I saw those for the first time in Belgium. First in Middelheim where some figures were hanging in the trees. Later we encountered a group of female figures at an art event in Mons.
The work remained in my memory, but his name did not. It only stuck after we saw an exhibition in Santander last year.
The drawing style of a sculptor
The drawings of a sculptor are very different from those of a painter. Most painters build their drawings from imaginary guidelines, sculptors seem to continue their carving in the drawings.
Just look at drawings by the sculptor Giacometti and compare them with some by Leonardo da Vinci. Intriguing!
When we happened to come across an exhibition of Munoz’s drawings in 2022, I became really enthusiastic. We usually don’t get to see a sculptor’s drawings because they are considered as just preliminary studies.
Why making sculptures?
- Aesthetic reasons may play a role. Auguste Rodin created vibrant, lifelike statues, while Henry Moore created abstract, aesthetic ones;
- The basic principle can be social criticism, such as the work of Ai Wei-Wei;
- The emphasis can be on form research, which was mainly what Cubists like Raymond Duchamp-Villon or Ossip Zadkine did;
- Juan Muñoz made narrative work.
An aesthetic sculptor also will conduct form research, as does a socially engaged or narrative sculptor. It’s just that the starting points are different.
Another way to consider sculpture or art in general is to look at what it represents.
- Traditional or innovative;
- Well-known themes or original work;
- Realistic or abstract;
Muñoz plays with these elements. His work seems realistic, but it is not. His use of materials is traditional, but his design language is very original.
Female figures and Chinese men
In addition to the tumbling female figures, Chinese men are a well-known theme of Muñoz.
They are slightly smaller than lifelike and have no feet, which gives an alienating effect. And even when they are hung up, they smile. It seems bizarre.
Although both the tumbling women and the Chinese depict the human figure, they are not real people. They cannot walk and radiate loneliness, despite the laughter of some images.
Our helping tools
Railings and balconies keep us from falling. But do we really need that help, Muñoz wonders.
His railings are disappearing or contain elements that make them unsafe, such as razor blades.

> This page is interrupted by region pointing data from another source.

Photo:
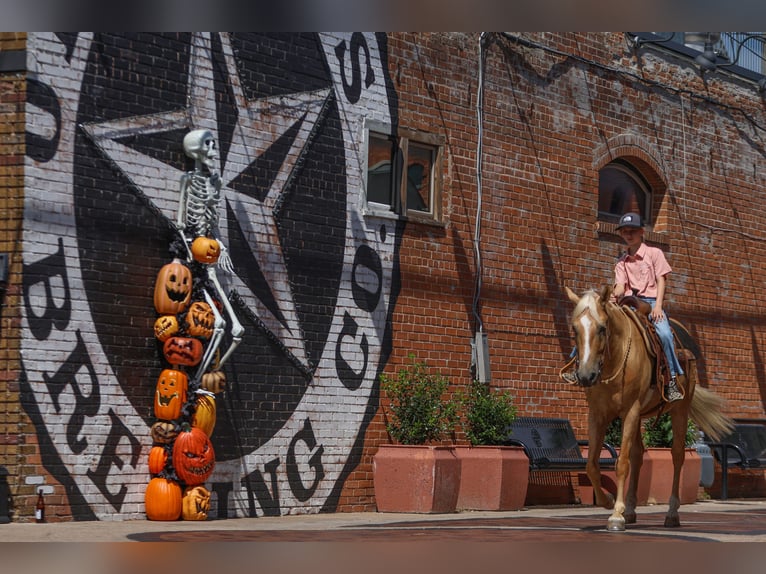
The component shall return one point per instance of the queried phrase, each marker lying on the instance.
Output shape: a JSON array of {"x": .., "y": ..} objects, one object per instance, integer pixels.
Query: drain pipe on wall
[{"x": 479, "y": 348}]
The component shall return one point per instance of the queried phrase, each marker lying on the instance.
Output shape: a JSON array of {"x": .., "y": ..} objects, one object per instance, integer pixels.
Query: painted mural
[{"x": 313, "y": 277}]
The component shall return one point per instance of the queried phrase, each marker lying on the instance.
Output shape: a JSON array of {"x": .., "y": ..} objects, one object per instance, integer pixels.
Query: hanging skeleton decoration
[{"x": 197, "y": 221}]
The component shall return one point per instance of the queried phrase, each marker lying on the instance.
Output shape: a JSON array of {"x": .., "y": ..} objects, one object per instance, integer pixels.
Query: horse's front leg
[
  {"x": 592, "y": 468},
  {"x": 636, "y": 460},
  {"x": 678, "y": 451},
  {"x": 631, "y": 436}
]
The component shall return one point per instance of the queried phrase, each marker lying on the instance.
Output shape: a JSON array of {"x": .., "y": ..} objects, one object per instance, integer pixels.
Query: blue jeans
[{"x": 665, "y": 333}]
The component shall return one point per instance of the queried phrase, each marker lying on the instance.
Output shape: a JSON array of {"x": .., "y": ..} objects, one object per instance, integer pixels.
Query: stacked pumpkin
[{"x": 182, "y": 458}]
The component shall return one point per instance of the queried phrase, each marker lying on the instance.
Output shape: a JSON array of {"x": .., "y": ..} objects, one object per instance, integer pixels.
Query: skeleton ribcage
[{"x": 201, "y": 205}]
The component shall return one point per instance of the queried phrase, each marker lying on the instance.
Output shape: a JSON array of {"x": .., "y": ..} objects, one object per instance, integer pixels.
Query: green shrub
[
  {"x": 419, "y": 411},
  {"x": 488, "y": 414}
]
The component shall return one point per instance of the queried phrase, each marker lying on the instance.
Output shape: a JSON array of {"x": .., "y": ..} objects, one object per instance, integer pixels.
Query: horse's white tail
[{"x": 706, "y": 412}]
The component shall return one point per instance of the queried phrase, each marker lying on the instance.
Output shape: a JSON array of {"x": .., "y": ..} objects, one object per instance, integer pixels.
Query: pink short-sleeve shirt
[{"x": 640, "y": 271}]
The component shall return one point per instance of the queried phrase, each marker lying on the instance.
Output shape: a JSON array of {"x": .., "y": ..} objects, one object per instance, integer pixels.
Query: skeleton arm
[{"x": 181, "y": 217}]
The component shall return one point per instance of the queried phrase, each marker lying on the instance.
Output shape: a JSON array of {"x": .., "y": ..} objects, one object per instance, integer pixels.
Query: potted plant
[
  {"x": 656, "y": 478},
  {"x": 415, "y": 474},
  {"x": 493, "y": 477}
]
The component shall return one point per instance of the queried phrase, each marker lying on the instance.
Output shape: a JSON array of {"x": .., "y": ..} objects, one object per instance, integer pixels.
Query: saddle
[{"x": 638, "y": 311}]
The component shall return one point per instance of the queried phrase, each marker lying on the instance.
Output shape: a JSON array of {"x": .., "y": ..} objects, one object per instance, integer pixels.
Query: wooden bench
[
  {"x": 550, "y": 444},
  {"x": 744, "y": 447}
]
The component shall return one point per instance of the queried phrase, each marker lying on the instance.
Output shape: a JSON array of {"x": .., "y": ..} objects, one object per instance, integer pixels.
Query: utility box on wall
[{"x": 480, "y": 358}]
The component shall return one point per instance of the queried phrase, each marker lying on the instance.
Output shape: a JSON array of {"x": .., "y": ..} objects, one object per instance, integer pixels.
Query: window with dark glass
[
  {"x": 621, "y": 189},
  {"x": 403, "y": 174}
]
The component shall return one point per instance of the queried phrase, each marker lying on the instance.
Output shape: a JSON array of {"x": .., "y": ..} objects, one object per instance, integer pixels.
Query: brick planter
[
  {"x": 492, "y": 477},
  {"x": 420, "y": 479}
]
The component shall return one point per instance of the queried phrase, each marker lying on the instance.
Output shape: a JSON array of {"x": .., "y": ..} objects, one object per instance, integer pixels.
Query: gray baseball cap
[{"x": 630, "y": 220}]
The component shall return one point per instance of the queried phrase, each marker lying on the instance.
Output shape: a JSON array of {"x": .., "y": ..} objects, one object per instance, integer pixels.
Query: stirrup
[{"x": 672, "y": 392}]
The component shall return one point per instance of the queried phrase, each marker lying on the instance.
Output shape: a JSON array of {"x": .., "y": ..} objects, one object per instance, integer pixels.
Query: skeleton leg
[
  {"x": 236, "y": 327},
  {"x": 215, "y": 341}
]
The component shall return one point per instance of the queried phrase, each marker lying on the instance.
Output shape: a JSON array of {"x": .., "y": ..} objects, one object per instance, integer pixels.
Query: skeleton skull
[{"x": 200, "y": 145}]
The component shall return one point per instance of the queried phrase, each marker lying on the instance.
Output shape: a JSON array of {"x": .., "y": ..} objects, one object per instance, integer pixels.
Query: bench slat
[
  {"x": 744, "y": 447},
  {"x": 550, "y": 444}
]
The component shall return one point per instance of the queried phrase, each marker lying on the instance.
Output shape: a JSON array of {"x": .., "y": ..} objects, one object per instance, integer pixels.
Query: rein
[{"x": 621, "y": 368}]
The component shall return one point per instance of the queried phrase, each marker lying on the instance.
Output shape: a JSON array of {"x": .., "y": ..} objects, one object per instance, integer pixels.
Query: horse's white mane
[{"x": 589, "y": 300}]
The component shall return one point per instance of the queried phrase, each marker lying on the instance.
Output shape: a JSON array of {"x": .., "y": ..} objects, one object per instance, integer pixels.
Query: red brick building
[{"x": 385, "y": 194}]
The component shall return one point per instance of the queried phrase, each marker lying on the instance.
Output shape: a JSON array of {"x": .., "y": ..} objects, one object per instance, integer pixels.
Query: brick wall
[
  {"x": 557, "y": 107},
  {"x": 16, "y": 432},
  {"x": 555, "y": 111}
]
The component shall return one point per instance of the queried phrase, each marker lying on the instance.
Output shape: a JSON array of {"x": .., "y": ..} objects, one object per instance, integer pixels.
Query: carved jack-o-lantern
[
  {"x": 200, "y": 320},
  {"x": 173, "y": 288},
  {"x": 170, "y": 394},
  {"x": 163, "y": 432},
  {"x": 193, "y": 456},
  {"x": 196, "y": 503},
  {"x": 158, "y": 457},
  {"x": 183, "y": 351},
  {"x": 165, "y": 327},
  {"x": 206, "y": 250},
  {"x": 162, "y": 500}
]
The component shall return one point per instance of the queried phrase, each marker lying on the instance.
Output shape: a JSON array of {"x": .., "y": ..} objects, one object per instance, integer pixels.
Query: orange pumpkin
[
  {"x": 204, "y": 414},
  {"x": 206, "y": 250},
  {"x": 193, "y": 456},
  {"x": 162, "y": 499},
  {"x": 214, "y": 381},
  {"x": 200, "y": 320},
  {"x": 158, "y": 457},
  {"x": 165, "y": 327},
  {"x": 183, "y": 351},
  {"x": 196, "y": 503},
  {"x": 173, "y": 288},
  {"x": 170, "y": 394},
  {"x": 163, "y": 432}
]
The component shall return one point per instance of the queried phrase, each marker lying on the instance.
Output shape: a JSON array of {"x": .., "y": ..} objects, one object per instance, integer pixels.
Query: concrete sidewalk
[{"x": 720, "y": 521}]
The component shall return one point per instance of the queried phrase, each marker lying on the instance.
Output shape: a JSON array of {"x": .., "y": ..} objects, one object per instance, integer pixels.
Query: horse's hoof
[
  {"x": 615, "y": 524},
  {"x": 672, "y": 522}
]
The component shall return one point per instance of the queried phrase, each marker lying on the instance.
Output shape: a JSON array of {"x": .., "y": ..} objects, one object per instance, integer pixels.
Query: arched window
[{"x": 622, "y": 188}]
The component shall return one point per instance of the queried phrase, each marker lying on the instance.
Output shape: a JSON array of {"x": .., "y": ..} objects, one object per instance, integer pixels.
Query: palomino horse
[{"x": 617, "y": 371}]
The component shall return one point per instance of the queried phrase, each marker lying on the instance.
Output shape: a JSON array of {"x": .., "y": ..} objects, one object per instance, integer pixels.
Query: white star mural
[{"x": 259, "y": 124}]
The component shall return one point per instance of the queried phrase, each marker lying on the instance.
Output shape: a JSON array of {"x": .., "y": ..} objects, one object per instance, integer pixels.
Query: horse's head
[{"x": 590, "y": 323}]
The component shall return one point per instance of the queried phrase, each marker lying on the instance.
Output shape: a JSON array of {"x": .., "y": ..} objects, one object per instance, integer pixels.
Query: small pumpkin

The balconies look rickety and are not suitable for standing on.
Permanent on display
What I have described here was to be seen in temporary exhibitions. Yet there is also permanent work both within museums and outside.
In the hall of Museo de Bellas Artes de Bilbao are 2 Chinese figures hanging from the ceiling. A more gruesome work, in my opinion.
In front of the University of Porto is a group of laughing Chinese men on benches. Jardim da Cordoaria, Porto.
If you have a chance to see any work of Juan Muñoz, I should take the opportunity.